We return to the year 10,191 for Dune: Part Two, the cleverly named second half of Denis Villeneuve’s adaptation of Frank Herbert’s seminal, beloved work of sci-fi literature. When last we saw Paul Atreides (Timothée Chalamet), he’d survived an otherwise completely successful ambush attack on his family’s rule of the valuable desert planet Arrakis — the only place where the most valuable thing in the universe, a psychotropic substance known as the Spice Melange, is found — by sworn enemies the Harkonnens, which wiped out his entire clan and all of its troops. Paul escaped into the sand and took refuge with the planet’s native people, the Fremen, who adapted to Arrakis’ harsh conditions. And if you remember, Paul’s mother Jessica (Rebecca Ferguson), who escaped with him, is part of a vast intergalactic religious sect whose eugenics programs and psychic powers have potentially come together to ensure that Paul is the prophesied Kwisatz Haderach, a super-being who will dominate the universe. Whether or not that’s true (spoiler: of course it is), Jessica is all too happy to encourage this belief among the Fremen, while Paul struggles with this potentially disastrous destiny even while he wields it as a weapon to control and use the Fremen to get revenge on his enemies and take back control of Arrakis. Got all that?
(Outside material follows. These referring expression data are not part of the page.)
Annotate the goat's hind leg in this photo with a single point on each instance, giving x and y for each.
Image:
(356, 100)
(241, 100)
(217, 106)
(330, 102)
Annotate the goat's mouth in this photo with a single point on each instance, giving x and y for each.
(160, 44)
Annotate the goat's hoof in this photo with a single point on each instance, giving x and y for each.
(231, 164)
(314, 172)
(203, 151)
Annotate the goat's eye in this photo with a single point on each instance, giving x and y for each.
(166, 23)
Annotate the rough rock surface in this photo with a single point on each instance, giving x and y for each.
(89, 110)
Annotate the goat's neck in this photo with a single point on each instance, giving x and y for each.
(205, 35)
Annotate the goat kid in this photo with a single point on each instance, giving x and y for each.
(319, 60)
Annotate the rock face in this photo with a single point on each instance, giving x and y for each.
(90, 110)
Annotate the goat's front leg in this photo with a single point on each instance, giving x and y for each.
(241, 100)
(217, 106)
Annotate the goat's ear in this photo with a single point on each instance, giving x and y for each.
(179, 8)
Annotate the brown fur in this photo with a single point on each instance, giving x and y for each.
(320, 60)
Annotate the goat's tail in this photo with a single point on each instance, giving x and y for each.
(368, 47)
Villeneuve’s first installment may indeed have been a marvel of adaptation, making the most of Herbert’s somewhat lugubrious prose and meticulous details by making them key ingredients of the film’s intense, gorgeous brutalist production design, and also by being generously faithful to the source. But it was still just half of a movie, ending rather anticlimactically smack in the middle of the story. All that world-building and setup has paid off handsomely here, though, as Dune: Part Two hits the ground running, managing to give the novel’s allegorical pawn characters more grounded emotional stakes while also ramping up the massive spectacles of combat and design. It seems like every new sequence delivers some eye-popping visual element or arresting image: baddies gracefully floating via jetpacks, giant sandworms, a stark black-and-white world of sadomasochism and torture, massive spaceships, nuclear explosions — it’s all here, filmed entirely in the IMAX format, with none of that switching aspect ratios stuff, necessary as it is to be seen big and loud.
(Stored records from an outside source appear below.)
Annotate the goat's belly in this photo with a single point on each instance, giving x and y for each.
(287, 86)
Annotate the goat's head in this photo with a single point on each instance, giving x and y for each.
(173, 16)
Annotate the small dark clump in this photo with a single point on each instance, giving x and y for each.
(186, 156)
On a more intimate scale, Chalamet also is given the opportunity to lend Paul more dimension in this installment. Where there was once an impetuous, often naïve and overwhelmed teenager, now there’s a young man forced into making decisions that will affect not just his closest confidants but possibly every living thing in the universe. What’s more, his premonitions virtually guarantee that, whatever choice he makes, billions and billions of people will die. Herbert’s character has been often misdiagnosed as a White Savior, but the movie couldn’t be more clear about the dangers intrinsic to Paul’s power. His clashes with Ferguson in Part Two are genuinely prickly, laced with a sick tension. Their actual chemistry, unfortunately, has the effect of dulling Paul’s romance with Fremen woman Chani (Zendaya), which is built on scenes with two actors that lend more the impression of best friends in high school. Chani is thankfully given a much more sturdy and developed foundation here than in the novel, as she realizes Paul to be yet another colonizer despite his good intentions; Zendaya plays up her anger and mistrust quite effectively, but stumbles when it comes to selling their love story.

Elsewhere, and probably having the most fun, are Dave Bautista as Rabban, a nephew to the big bad Baron Harkonnen (Stellan Skarsgard), and the hilarious Austin Butler as Feyd-Rautha, another Harkonnen nephew with a Nosferatu-esque appearance and Skarsgard-like voice — this duo constitute easily the most purely delightful slice of the film. Feyd in particular given to fucking, killing, and eating, usually all the same person. Make no mistake: Dune: Part Two is nothing if not appreciably bonkers. Which, working in aggregate with the film’s other strengths, makes for pretty unparalleled stuff so far as giant-budget spectacles go. Not since the Lord of the Rings movies has there been something this committed to its singular vision, this brash, and this handsome. In a time where we’re ceding the ground of what’s being called Cinema For Grownups to either meme-able predigested politics like Barbie or the three-hour tedium that is Oppenheimer, it’s refreshing to see something this dense, this overwhelmingly strange, and this sincerely pulpy and exciting. Bring on Part Three.

DIRECTOR: Denis Villeneuve;  CAST: Timothée Chalamet, Zandaya, Rebecca Ferguson, Javier Bardem, Austin Butler, Florence Pugh;  DISTRIBUTOR: Warner Bros.;  IN THEATERS: March 1;  RUNTIME: 2 hr. 46 min.